Their number is growing rapidly, and so are the variety of their functionalities and
the diversity of their application domains. The tasks that advanced systems are able
to perform are often more complex, less stereotypical, and are often carried out in
the context of several interconnected domains of application. With these advances
have come higher expectations of the naturalness and intelligence with which SLDSs
fulfill their assignments, and as a consequence the interest in such systems has even
grown more, both within academic and commercial circles. As far as natural human-
system interaction is concerned, one significant change in SLDS design concerns
the interaction between natural language understanding and dialogue management.
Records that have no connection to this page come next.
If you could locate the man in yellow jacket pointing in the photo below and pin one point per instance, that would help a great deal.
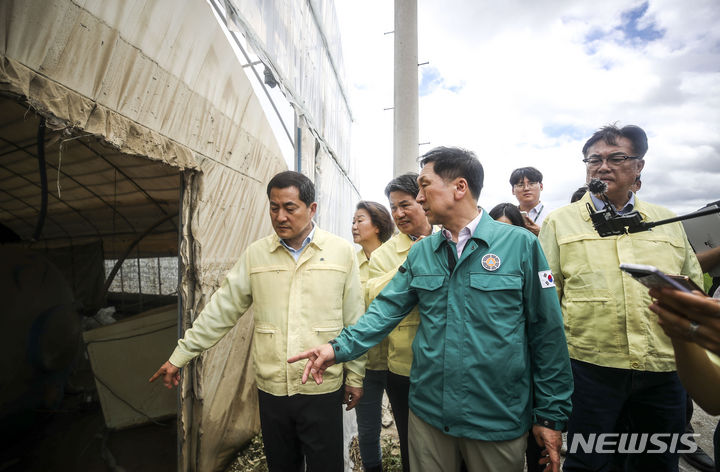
(304, 286)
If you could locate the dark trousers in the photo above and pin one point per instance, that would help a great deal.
(608, 400)
(398, 390)
(302, 429)
(369, 417)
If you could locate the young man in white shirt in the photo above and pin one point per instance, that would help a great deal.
(526, 183)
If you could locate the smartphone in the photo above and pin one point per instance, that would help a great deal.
(652, 277)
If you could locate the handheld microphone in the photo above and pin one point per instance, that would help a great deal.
(608, 222)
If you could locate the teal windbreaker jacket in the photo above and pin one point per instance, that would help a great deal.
(490, 355)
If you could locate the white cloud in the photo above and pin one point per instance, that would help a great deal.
(526, 83)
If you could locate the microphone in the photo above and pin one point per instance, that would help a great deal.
(607, 221)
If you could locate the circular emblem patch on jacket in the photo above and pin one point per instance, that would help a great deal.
(491, 262)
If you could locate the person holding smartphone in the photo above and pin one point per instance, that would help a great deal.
(692, 321)
(623, 365)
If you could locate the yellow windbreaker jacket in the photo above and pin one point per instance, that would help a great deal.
(377, 355)
(606, 315)
(296, 306)
(383, 265)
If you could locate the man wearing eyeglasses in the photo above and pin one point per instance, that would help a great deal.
(526, 185)
(623, 364)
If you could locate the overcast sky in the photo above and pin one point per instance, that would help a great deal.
(525, 83)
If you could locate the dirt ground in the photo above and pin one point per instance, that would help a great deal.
(252, 458)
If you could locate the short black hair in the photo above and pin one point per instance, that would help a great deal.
(509, 211)
(452, 162)
(380, 218)
(404, 183)
(578, 194)
(611, 133)
(289, 178)
(531, 173)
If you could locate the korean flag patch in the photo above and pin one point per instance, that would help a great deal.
(546, 279)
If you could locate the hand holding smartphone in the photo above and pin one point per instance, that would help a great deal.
(652, 277)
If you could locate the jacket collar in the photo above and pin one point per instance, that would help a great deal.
(484, 232)
(319, 239)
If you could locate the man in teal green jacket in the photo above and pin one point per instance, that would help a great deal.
(490, 356)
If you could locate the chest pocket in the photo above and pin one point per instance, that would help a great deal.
(499, 295)
(431, 300)
(324, 287)
(427, 282)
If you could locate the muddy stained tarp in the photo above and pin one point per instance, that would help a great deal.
(158, 79)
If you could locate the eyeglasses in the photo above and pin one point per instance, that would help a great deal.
(613, 161)
(521, 186)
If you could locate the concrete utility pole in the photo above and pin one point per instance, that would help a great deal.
(405, 123)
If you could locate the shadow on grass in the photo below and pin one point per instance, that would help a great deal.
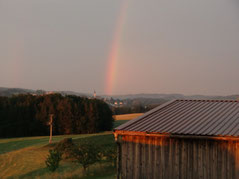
(16, 145)
(69, 171)
(119, 122)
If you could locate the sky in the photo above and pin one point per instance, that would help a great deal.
(121, 46)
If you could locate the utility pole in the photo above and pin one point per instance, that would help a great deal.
(50, 124)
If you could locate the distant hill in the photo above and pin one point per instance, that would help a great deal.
(148, 98)
(15, 91)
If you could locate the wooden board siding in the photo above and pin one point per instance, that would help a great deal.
(182, 158)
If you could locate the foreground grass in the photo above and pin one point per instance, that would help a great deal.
(25, 157)
(127, 116)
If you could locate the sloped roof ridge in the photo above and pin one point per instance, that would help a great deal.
(208, 100)
(144, 115)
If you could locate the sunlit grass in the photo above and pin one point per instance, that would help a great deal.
(26, 158)
(127, 116)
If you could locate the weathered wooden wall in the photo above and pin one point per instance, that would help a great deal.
(174, 158)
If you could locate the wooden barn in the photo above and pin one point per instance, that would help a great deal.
(186, 139)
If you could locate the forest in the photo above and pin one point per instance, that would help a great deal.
(28, 115)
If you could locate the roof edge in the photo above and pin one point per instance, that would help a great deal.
(145, 114)
(167, 135)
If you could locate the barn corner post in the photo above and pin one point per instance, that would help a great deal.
(117, 140)
(50, 124)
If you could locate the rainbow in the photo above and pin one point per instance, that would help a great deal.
(114, 52)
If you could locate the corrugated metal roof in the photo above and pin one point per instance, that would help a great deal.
(189, 117)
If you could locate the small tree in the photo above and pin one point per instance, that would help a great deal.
(53, 160)
(86, 154)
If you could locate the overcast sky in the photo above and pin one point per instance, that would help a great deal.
(166, 46)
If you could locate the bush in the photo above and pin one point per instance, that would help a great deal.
(53, 160)
(65, 147)
(110, 154)
(86, 154)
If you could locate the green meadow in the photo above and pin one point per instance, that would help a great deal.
(25, 157)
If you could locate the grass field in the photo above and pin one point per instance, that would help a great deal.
(127, 116)
(25, 157)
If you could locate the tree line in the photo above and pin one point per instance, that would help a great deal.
(28, 115)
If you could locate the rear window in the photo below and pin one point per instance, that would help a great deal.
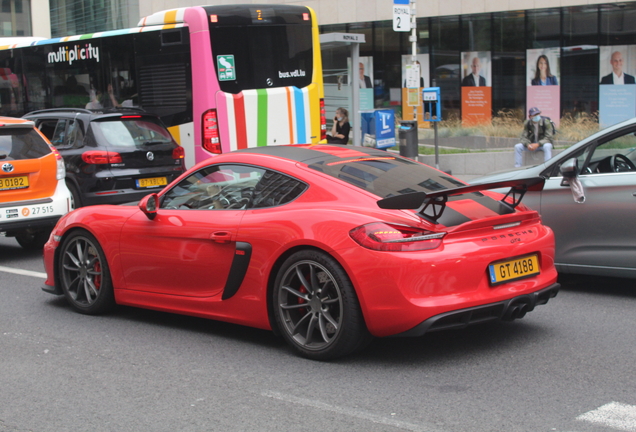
(386, 176)
(263, 55)
(133, 132)
(21, 143)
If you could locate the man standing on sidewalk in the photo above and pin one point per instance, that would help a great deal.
(536, 136)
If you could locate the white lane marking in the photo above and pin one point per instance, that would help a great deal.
(349, 412)
(614, 414)
(23, 272)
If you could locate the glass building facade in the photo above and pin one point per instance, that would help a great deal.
(74, 17)
(15, 18)
(579, 33)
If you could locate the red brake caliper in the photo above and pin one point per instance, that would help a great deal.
(98, 278)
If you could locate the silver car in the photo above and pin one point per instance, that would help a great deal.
(589, 200)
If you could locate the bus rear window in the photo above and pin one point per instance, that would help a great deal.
(262, 56)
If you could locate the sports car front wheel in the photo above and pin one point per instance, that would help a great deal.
(316, 308)
(83, 274)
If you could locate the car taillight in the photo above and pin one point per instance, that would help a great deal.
(323, 120)
(98, 157)
(60, 172)
(395, 238)
(211, 139)
(178, 153)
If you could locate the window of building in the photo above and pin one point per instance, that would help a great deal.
(509, 63)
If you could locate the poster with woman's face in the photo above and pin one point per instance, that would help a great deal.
(476, 69)
(543, 66)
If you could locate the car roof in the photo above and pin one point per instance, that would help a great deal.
(92, 114)
(316, 153)
(15, 122)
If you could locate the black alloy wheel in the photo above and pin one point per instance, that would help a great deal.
(316, 307)
(84, 275)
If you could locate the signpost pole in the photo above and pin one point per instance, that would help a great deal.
(413, 40)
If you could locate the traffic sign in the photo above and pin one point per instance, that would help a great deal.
(401, 16)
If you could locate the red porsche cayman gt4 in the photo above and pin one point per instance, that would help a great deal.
(327, 245)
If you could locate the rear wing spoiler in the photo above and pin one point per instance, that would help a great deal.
(431, 205)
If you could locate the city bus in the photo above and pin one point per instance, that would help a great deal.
(220, 77)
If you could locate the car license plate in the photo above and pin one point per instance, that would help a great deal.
(152, 182)
(505, 271)
(21, 182)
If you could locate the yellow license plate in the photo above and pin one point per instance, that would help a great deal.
(505, 271)
(152, 182)
(7, 183)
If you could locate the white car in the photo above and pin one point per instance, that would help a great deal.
(33, 195)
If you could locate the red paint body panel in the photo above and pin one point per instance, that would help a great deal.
(172, 264)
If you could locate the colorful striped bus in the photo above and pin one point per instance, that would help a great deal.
(220, 77)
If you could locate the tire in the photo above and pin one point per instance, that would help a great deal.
(76, 201)
(316, 308)
(84, 274)
(33, 240)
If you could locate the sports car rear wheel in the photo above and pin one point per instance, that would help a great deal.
(84, 275)
(316, 307)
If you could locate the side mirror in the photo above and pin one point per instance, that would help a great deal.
(570, 168)
(149, 205)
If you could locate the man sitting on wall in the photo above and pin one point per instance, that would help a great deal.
(536, 136)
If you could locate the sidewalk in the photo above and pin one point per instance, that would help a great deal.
(482, 162)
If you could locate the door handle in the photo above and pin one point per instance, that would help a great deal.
(221, 236)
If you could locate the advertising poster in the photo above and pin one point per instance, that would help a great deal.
(476, 74)
(365, 73)
(407, 109)
(617, 89)
(543, 78)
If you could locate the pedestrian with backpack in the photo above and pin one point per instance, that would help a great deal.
(536, 136)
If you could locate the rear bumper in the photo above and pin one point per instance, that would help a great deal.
(36, 214)
(20, 225)
(507, 310)
(117, 196)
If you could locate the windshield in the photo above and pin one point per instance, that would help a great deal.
(22, 143)
(134, 132)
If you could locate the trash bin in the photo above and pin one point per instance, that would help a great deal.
(408, 139)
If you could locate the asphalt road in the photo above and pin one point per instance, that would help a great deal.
(567, 366)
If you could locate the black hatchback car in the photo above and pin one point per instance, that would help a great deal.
(111, 157)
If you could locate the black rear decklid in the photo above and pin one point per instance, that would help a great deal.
(431, 205)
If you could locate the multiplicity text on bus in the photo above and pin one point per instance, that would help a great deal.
(220, 77)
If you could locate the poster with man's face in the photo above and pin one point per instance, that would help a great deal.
(476, 69)
(617, 64)
(617, 92)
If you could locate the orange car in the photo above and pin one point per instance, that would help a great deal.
(33, 195)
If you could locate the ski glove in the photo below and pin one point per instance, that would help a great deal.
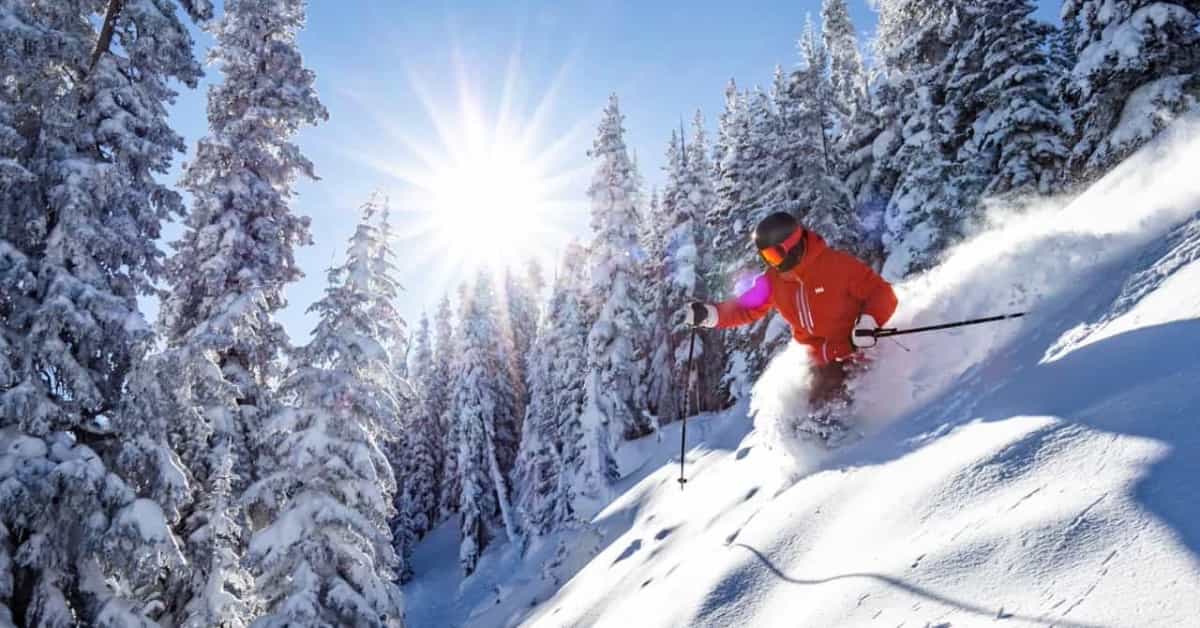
(865, 322)
(700, 315)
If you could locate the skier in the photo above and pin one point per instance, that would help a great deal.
(825, 294)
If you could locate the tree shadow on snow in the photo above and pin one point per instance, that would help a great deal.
(1143, 383)
(967, 606)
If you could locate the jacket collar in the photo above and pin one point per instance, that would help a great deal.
(814, 246)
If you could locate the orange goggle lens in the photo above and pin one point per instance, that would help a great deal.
(775, 255)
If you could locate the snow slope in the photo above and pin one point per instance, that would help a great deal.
(1039, 472)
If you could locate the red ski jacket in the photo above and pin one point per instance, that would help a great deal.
(821, 298)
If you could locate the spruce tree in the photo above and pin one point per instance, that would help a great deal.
(616, 336)
(927, 48)
(421, 456)
(438, 392)
(1137, 67)
(1019, 141)
(725, 222)
(847, 78)
(483, 400)
(327, 489)
(83, 141)
(657, 390)
(576, 436)
(544, 478)
(227, 279)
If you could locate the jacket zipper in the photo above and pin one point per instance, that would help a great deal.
(802, 301)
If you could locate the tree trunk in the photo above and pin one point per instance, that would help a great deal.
(106, 34)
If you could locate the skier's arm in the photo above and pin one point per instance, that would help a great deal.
(874, 292)
(749, 306)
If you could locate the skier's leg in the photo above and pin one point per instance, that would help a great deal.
(828, 405)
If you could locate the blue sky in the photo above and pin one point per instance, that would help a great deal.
(382, 69)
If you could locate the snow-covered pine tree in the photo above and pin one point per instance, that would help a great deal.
(927, 47)
(749, 195)
(325, 555)
(808, 112)
(847, 78)
(1137, 67)
(655, 390)
(83, 137)
(616, 338)
(227, 280)
(697, 199)
(725, 223)
(441, 387)
(520, 320)
(481, 401)
(1019, 139)
(384, 263)
(550, 442)
(864, 149)
(679, 221)
(420, 460)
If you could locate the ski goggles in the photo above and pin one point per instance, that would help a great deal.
(777, 253)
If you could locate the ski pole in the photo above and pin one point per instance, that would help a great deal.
(892, 332)
(683, 408)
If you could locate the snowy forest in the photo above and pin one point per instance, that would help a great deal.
(207, 470)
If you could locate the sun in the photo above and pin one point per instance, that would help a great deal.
(486, 180)
(490, 202)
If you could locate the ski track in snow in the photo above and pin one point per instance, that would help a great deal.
(1043, 472)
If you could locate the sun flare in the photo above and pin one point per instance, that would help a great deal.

Here we see a clear tendency towards models that incorporate a substantial amount
of discourse semantics and make use of some conception of context-change. This
allows for more natural interactions between the system and its human users, due
on the one hand to the system's improved ability to compute the intended meaning
of the user's input and on the other to the increased sophistication of the strategies
it uses for planning its own responses. Such improved capacities are crucial when the
system is to leave more of the initiative to the user, instead of keeping the dialogue
on a narrowly circumscribed path of largely predictable exchanges. Further, there
is a tendency to combine spoken language human-system interaction with other
modalities of information exchange and representation (e.g., images and gestures),
asking for both modality-specific and modality-integrating syntactic and semantic
processing capabilities. All these developments have led to a situation in which there
is a great need, shared by developers, deployers and customers alike, for effective
guidelines, which will enable them to make accurate and successful design and
implementation decisions, in accordance with broad consensus of what must be best
practice in this particular engineering domain.